The Company and Mr. Lillibridge entered into a letter agreement (the “Letter Agreement”) effective as of January 18, 2022 (the “Effective Date”), which provides that Mr. Lillibridge will be entitled to (i) monthly grants of restricted share units (“Monthly RSUs”) pursuant to the Company’s Long Term Incentive Plan (“Plan”) during the Service Period, with a grant-date Fair Market Value (as defined in the Plan) equal to approximately $41,666 per month, and (ii) a one-time grant of 230,414 additional restricted share units (the “Additional RSUs,” and together with the Monthly RSUs, the “RSUs”). The Monthly RSUs will be prorated for partial months. All of the Monthly RSUs and one-half of the Additional RSUs will vest in three equal installments on each of the first, second and third anniversary of the Effective Date. The remaining one-half of the Additional RSUs will vest on the third anniversary of the Effective Date, subject to the satisfaction of certain performance measures set forth in the Letter Agreement. Vesting for the RSUs are subject to Mr. Lillibridge’s continued service as the Interim Chief Executive Officer or, if a new Chief Executive Officer has been appointed, as a member of the Board. Mr. Lillibridge will not receive any additional compensation for his service on the Board during the Service Period.
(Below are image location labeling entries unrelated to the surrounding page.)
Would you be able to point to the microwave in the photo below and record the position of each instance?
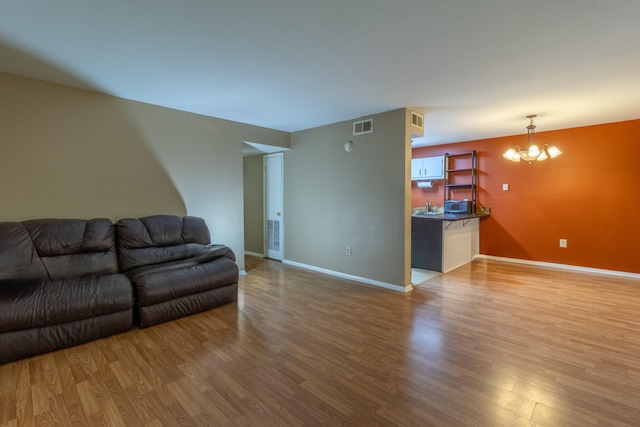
(458, 206)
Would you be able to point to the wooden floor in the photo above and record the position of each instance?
(488, 344)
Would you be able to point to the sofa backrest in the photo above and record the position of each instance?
(159, 238)
(57, 248)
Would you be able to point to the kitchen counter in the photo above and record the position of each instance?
(448, 216)
(441, 216)
(442, 242)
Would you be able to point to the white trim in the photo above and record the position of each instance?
(350, 277)
(561, 266)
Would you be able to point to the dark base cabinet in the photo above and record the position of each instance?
(426, 244)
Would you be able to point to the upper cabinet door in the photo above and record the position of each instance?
(427, 168)
(416, 169)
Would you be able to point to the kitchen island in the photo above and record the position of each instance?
(442, 242)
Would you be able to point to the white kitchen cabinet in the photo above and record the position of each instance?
(427, 168)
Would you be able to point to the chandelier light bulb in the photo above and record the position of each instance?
(532, 151)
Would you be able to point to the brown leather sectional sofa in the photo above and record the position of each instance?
(65, 282)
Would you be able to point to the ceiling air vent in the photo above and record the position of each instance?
(362, 127)
(417, 120)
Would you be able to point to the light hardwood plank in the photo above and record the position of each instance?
(488, 344)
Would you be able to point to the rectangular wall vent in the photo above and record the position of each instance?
(417, 120)
(362, 127)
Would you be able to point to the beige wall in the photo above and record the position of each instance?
(335, 199)
(71, 153)
(254, 204)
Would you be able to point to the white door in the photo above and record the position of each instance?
(273, 203)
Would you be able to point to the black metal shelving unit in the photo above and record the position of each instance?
(461, 173)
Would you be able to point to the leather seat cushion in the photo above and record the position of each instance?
(160, 283)
(35, 303)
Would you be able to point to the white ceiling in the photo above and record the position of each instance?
(476, 68)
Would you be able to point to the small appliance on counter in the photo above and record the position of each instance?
(458, 207)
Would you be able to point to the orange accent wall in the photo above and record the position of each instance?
(589, 195)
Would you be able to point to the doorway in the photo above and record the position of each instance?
(273, 205)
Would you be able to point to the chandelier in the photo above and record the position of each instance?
(532, 152)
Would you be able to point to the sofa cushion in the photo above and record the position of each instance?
(159, 238)
(18, 256)
(28, 304)
(156, 284)
(74, 247)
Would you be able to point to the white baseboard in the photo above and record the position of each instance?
(561, 266)
(350, 277)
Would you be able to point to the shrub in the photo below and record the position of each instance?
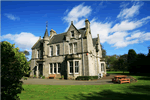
(13, 67)
(25, 78)
(86, 77)
(43, 77)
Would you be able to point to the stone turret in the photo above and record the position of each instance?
(52, 33)
(87, 25)
(45, 42)
(97, 43)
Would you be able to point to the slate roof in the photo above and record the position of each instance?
(46, 33)
(94, 41)
(59, 38)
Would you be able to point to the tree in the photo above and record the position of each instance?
(110, 61)
(26, 53)
(13, 67)
(103, 51)
(131, 59)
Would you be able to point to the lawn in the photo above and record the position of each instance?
(134, 91)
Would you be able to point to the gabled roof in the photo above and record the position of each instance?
(37, 44)
(46, 33)
(57, 38)
(94, 41)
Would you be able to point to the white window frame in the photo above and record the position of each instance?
(57, 50)
(102, 67)
(70, 67)
(50, 68)
(75, 49)
(58, 67)
(38, 53)
(51, 50)
(72, 32)
(55, 67)
(70, 48)
(76, 67)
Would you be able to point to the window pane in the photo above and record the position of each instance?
(102, 67)
(76, 66)
(57, 49)
(72, 33)
(75, 47)
(70, 48)
(54, 67)
(51, 51)
(71, 67)
(59, 67)
(51, 68)
(38, 53)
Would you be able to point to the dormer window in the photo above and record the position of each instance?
(72, 33)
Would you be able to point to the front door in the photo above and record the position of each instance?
(41, 69)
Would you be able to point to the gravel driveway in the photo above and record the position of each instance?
(65, 82)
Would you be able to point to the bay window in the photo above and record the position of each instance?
(71, 67)
(76, 66)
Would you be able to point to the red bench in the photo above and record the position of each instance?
(121, 79)
(124, 81)
(52, 76)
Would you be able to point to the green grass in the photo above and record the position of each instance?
(134, 91)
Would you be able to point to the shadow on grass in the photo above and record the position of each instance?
(144, 76)
(133, 92)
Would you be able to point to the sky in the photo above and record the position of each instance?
(121, 25)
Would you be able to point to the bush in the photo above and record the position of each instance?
(43, 77)
(13, 67)
(86, 77)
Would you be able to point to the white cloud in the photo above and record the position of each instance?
(124, 5)
(130, 25)
(11, 17)
(78, 12)
(23, 40)
(130, 12)
(118, 36)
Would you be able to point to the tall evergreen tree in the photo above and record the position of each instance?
(13, 67)
(130, 60)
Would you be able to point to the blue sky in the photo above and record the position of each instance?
(121, 25)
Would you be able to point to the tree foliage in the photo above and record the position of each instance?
(131, 59)
(26, 53)
(103, 51)
(13, 67)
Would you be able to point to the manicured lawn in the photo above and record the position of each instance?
(133, 91)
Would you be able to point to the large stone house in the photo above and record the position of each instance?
(73, 53)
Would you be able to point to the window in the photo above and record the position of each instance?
(38, 53)
(51, 50)
(102, 67)
(75, 47)
(51, 68)
(72, 33)
(41, 54)
(76, 66)
(70, 46)
(59, 67)
(71, 67)
(57, 50)
(54, 67)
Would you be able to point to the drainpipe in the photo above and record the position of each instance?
(34, 60)
(82, 55)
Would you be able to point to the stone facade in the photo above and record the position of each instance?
(73, 53)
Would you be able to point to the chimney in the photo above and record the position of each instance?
(87, 24)
(52, 32)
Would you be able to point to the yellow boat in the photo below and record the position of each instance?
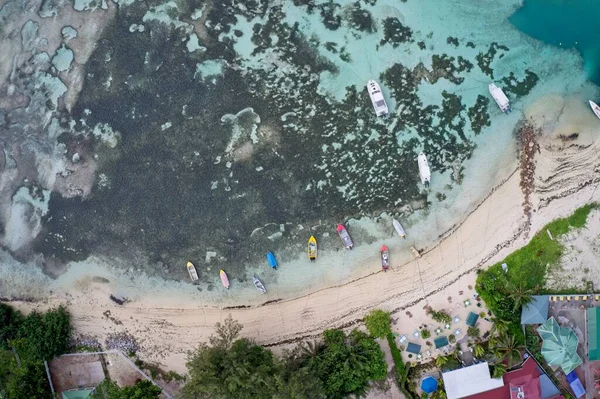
(192, 271)
(312, 248)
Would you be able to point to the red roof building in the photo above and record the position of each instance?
(523, 383)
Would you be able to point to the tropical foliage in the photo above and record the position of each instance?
(142, 389)
(25, 342)
(232, 367)
(378, 323)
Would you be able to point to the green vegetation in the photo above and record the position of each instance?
(25, 342)
(378, 323)
(231, 367)
(142, 389)
(504, 293)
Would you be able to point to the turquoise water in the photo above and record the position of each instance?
(564, 23)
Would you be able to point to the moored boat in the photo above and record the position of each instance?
(595, 108)
(272, 260)
(312, 248)
(424, 171)
(385, 258)
(379, 104)
(224, 278)
(399, 228)
(500, 98)
(259, 285)
(343, 233)
(192, 271)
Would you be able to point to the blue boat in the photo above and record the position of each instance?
(271, 259)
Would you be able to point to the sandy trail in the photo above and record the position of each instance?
(168, 327)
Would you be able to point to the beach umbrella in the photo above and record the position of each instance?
(428, 384)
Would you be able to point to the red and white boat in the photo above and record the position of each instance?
(385, 258)
(346, 240)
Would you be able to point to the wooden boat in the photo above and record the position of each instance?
(312, 248)
(399, 228)
(192, 271)
(595, 108)
(424, 171)
(224, 278)
(259, 285)
(385, 258)
(272, 260)
(343, 233)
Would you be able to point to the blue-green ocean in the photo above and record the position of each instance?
(567, 24)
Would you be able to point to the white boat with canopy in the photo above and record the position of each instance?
(377, 99)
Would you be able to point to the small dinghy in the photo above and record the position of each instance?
(343, 233)
(272, 260)
(595, 108)
(424, 171)
(259, 285)
(312, 248)
(377, 99)
(192, 271)
(500, 98)
(224, 278)
(399, 228)
(385, 258)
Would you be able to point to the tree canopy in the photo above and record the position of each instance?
(378, 323)
(142, 389)
(238, 368)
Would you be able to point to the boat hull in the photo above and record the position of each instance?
(385, 258)
(500, 98)
(312, 248)
(259, 285)
(192, 272)
(399, 229)
(345, 237)
(224, 278)
(377, 99)
(595, 108)
(271, 259)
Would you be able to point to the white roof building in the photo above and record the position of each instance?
(470, 381)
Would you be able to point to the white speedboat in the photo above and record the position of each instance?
(500, 98)
(424, 171)
(377, 99)
(399, 228)
(595, 108)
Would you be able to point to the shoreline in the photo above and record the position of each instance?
(495, 228)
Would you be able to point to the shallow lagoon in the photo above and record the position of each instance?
(268, 136)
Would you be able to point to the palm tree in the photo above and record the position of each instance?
(478, 350)
(499, 326)
(441, 361)
(520, 296)
(507, 347)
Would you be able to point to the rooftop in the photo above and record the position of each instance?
(469, 381)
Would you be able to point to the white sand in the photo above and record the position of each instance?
(167, 328)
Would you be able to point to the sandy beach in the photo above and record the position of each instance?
(566, 177)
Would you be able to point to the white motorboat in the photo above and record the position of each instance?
(500, 98)
(377, 99)
(399, 228)
(424, 171)
(595, 108)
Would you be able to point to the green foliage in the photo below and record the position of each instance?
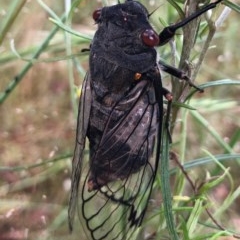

The foregoing summary of the Letter Agreement does not purport to be complete and is qualified in its entirety by reference to such agreement, a copy of which is filed as Exhibit 10.1 and incorporated herein by reference.
The Company issued a press release announcing these management and Board changes on January 18, 2022. A copy of that press release is furnished as Exhibit 99.1 to this Current Report and incorporated herein by reference.
In accordance with General Instruction B.2 of Form 8-K, the foregoing information, including Exhibit 99.1, shall not be deemed “filed” for the purposes of Section 18 of the Exchange Act of 1934 (the “Exchange Act”) or otherwise subject to the liabilities of that section, nor shall such information, including Exhibit 99.1, be deemed incorporated by reference into any filing under the Securities Act of 1933 or the Exchange Act, except as shall be expressly set forth by specific reference in such filing.
Appointment of New Lead Independent Director
The Board has named Michael Ford to serve as Lead Independent Director during the Service Period.